Conversations Contributors - Roberta DeBiasi
Roberta L. DeBiasi, Faculty, Infectious Disease, Children's National Medical Center
Roberta Lynn DeBiasi, MD, recently joined Children’s National Medical Center and the George Washington University School of Medicine and Health Sciences as an associate professor of Pediatrics in the Division of Pediatric Infectious Diseases, and an investigator at Children’s Research Institute in the Center for Cancer and Immunology.
After graduating Phi Beta Kappa from Boston University, she received her Doctorate in Medicine at the University of Virginia School of Medicine, and then completed her internship and residency in Pediatrics at the University of California, Davis Medical Center. She completed a fellowship in Pediatric Infectious Diseases at the University of Colorado and subsequently joined the faculty there. After ten years in Colorado, she relocated to the DC area in 2006.

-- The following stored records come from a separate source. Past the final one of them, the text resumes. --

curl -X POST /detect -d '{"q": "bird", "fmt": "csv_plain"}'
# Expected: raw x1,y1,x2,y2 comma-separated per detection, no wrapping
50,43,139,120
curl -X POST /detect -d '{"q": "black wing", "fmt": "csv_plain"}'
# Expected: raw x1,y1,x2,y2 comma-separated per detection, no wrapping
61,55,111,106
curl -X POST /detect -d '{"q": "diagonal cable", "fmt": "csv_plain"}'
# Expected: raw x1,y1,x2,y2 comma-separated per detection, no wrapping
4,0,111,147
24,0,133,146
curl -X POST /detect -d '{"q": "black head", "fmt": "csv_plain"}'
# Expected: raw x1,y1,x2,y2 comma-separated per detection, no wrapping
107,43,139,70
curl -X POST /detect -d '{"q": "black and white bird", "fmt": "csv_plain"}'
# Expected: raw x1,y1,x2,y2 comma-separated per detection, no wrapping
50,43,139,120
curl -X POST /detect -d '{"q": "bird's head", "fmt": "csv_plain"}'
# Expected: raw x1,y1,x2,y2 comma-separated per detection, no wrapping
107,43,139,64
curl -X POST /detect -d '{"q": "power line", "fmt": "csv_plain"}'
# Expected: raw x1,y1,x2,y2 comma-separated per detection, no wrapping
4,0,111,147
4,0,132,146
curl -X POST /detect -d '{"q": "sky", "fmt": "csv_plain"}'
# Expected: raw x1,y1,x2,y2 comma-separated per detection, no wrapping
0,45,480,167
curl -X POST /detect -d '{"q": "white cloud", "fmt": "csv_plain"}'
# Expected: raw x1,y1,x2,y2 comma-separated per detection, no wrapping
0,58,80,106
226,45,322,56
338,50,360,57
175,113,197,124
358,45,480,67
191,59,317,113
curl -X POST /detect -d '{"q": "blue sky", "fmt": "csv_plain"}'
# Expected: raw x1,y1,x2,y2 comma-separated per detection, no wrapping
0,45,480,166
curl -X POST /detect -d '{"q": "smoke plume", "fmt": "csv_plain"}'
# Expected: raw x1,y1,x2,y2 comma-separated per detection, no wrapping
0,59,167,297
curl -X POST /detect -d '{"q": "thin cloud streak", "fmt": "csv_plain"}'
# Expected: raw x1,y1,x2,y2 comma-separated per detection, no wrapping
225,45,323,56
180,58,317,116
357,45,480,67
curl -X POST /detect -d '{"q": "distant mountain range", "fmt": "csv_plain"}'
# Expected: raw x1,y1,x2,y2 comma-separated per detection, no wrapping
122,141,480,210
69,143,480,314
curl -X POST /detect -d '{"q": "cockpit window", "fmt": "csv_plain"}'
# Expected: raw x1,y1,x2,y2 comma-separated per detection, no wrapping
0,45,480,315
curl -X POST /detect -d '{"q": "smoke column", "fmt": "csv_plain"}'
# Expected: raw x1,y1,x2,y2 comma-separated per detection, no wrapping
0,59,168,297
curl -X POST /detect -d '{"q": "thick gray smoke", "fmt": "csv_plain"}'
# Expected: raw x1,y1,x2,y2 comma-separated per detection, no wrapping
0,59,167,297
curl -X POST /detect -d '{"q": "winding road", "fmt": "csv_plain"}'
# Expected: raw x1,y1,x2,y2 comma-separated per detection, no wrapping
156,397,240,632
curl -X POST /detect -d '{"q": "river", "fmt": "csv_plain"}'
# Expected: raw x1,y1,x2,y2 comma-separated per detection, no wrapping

Dr. DeBiasi has a multitude of research interests, including mechanisms of viral pathogenesis and the development of new treatments for serious viral infections. She is the author of original research, review articles, and book chapters, spanning a broad list of topics including infections of the heart and central nervous system, as well as pediatric immunization. For her research contributions, she was awarded the Infectious Diseases Society of America Young Investigator Award in 2000 and subsequently, a five year grant from the NIH National Institute of Allergy and Infectious Disease.
Her basic science research focuses on the pathogenesis and delineation of key signaling pathways in viral myocarditis, including virus-induced apoptosis. Using genomic and proteomic approaches in an in-vitro and in-vivo animal model of viral myocarditis, she is working to discover novel antiviral strategies for treatment of severe viral infections, including myocarditis, encephalitis, and hepatitis. Her clinical expertise and clinical research interests include infections of the central nervous system, viral myocarditis, and emerging infectious diseases. She is an active member of the NIAID Collaborative Antiviral Study Group.